Convolutional Neural Network with PyTorch¶
Run Jupyter Notebook
You can run the code for this section in this jupyter notebook link.
About Convolutional Neural Network¶
Transition From Feedforward Neural Network¶
Hidden Layer Feedforward Neural Network¶
Recap of FNN
So let's do a recap of what we covered in the Feedforward Neural Network (FNN) section using a simple FNN with 1 hidden layer (a pair of affine function and non-linear function)
- [Yellow box] Pass input into an affine function \(\boldsymbol{y} = A\boldsymbol{x} + \boldsymbol{b}\)

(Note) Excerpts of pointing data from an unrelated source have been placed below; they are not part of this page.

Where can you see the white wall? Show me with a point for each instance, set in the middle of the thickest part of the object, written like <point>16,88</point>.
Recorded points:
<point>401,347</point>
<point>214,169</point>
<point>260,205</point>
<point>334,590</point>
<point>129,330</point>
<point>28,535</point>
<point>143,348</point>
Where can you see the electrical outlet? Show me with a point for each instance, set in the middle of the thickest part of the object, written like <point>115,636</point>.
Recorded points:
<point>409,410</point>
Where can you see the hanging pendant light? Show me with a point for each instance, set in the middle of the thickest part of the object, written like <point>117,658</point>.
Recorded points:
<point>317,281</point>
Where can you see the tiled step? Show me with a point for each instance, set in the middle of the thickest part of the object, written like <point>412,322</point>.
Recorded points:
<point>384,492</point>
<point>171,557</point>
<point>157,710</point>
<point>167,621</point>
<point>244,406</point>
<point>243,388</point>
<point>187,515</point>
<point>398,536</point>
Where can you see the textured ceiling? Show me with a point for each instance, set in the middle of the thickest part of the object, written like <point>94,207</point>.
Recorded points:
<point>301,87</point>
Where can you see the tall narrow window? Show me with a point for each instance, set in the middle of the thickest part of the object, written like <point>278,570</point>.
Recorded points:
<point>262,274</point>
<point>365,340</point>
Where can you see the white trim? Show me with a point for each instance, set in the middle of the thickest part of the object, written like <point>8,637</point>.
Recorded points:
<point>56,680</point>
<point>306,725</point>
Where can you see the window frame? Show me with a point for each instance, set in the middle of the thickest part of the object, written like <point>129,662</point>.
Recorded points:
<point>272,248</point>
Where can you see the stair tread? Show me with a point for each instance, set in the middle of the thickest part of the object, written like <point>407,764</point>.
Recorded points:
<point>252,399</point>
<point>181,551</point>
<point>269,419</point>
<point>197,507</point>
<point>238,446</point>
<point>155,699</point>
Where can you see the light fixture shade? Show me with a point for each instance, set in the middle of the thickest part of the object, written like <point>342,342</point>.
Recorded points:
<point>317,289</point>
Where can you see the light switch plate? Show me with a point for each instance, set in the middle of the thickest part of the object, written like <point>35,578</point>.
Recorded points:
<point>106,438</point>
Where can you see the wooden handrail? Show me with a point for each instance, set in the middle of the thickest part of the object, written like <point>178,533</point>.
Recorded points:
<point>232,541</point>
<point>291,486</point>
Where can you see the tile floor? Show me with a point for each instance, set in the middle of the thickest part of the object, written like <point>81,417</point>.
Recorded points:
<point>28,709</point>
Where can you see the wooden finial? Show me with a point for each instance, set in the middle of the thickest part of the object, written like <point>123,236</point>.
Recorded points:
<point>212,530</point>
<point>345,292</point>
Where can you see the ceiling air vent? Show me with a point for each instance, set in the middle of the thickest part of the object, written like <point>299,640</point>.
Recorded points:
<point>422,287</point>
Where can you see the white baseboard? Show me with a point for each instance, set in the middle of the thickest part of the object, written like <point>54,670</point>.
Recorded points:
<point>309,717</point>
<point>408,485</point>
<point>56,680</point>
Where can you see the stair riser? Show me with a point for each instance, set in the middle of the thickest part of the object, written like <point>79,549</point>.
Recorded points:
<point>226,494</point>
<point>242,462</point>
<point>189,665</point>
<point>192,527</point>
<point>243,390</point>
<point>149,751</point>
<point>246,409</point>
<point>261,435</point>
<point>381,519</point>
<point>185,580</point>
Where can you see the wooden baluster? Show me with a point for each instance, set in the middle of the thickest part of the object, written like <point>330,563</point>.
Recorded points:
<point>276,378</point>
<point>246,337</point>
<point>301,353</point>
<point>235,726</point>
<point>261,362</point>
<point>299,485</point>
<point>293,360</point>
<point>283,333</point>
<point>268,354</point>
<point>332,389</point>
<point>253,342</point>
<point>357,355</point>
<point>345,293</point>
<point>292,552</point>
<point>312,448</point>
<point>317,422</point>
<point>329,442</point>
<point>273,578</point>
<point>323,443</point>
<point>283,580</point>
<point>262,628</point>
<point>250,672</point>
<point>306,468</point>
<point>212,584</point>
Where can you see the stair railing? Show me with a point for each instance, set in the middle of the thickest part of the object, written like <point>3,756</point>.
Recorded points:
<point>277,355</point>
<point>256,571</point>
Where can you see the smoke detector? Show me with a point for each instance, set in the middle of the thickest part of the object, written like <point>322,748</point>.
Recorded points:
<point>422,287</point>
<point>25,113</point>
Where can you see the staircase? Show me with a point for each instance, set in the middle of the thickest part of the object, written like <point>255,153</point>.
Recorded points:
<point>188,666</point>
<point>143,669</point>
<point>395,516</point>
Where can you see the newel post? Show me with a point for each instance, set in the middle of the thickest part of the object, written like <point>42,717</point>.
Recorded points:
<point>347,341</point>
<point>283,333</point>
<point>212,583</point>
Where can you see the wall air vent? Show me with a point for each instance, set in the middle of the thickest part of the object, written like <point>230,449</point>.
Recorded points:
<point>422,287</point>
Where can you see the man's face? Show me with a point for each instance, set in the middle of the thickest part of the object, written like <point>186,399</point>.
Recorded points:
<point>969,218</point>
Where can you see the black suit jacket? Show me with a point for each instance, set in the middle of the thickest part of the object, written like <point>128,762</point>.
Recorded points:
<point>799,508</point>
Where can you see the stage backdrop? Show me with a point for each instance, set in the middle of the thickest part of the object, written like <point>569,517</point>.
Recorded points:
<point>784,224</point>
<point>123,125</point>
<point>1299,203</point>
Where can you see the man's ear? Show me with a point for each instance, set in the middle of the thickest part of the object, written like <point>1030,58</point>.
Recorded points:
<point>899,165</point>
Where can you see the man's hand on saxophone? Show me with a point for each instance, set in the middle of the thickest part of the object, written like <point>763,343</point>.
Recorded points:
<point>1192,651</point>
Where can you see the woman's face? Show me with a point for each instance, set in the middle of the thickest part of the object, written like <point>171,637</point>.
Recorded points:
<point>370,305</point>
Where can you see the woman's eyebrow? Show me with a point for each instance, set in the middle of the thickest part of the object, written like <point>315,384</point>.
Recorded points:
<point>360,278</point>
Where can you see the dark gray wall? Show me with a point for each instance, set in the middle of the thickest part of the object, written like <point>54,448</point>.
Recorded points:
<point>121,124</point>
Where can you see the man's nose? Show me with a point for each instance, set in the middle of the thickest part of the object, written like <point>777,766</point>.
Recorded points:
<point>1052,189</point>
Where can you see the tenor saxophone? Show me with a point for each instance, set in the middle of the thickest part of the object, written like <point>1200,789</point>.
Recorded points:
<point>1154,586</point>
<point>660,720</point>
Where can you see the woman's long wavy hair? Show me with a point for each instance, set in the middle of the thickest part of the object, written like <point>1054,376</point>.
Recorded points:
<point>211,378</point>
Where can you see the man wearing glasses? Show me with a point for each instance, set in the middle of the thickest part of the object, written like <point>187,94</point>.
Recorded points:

- [Pink box] Pass logits to non-linear function, for example sigmoid, tanh (hyperbolic tangent), ReLU, or LeakyReLU
- [Blue box] Pass output of non-linear function to another affine function
- [Red box] Pass output of final affine function to softmax function to get our probability distribution over K classes
- [Purple box] Finally we can get our loss by using our cross entropy function
Basic Convolutional Neural Network (CNN)¶
- A basic CNN just requires 2 additional layers!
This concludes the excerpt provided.